If you’ve been a reader for a while you’ve probably heard me banging on about how podcasting can save an enormous amount of money and drastically improve the quality of online audio for teaching and learning online…. well, here’s the most recent version which concludes my blogsavvy week of podcasts.
Should be called your professional podcast consultant perhaps :o) Am probably going to be something of that next week at The Radio Conference 2005!



Our library recently digitally recorded a meeting made up of very geographically diverse people, many of whom participate via videoconference (expensive). It was saved to MP3 and made available as “recorded minutes”.
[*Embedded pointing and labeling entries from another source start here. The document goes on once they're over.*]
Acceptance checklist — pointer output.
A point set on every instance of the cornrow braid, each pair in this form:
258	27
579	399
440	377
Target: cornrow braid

Presto! - meeting podcasted!
The Library now gets to skite about being cutting-edge :). And apparently people were listening to the meeting whilst cataloguing, or shelving, or suchlike. Which is cool (if somewhat library-geeky).
How many were listening through an iPod or other such device I’m not precisely sure, however. If it’s merely an MP3 file played through one’s computer, is it a “podcast”?
Good question… worth a post of it’s own I reckon, watch this space!
It is still called a podcast, regardless of what you listen to it on. The “pod” part of podcast is there simply due to the popularity of Apple’s iPod, but it really has nothing to do with the iPod (except of course that you can use an iPod to listen to the podcast). :-)
Check out the wikipedia entry for podcasting:
http://en.wikipedia.org/wiki/Podcasting
Um, I was thinking more in philosophical terms… y’know when is a man a man type stuff.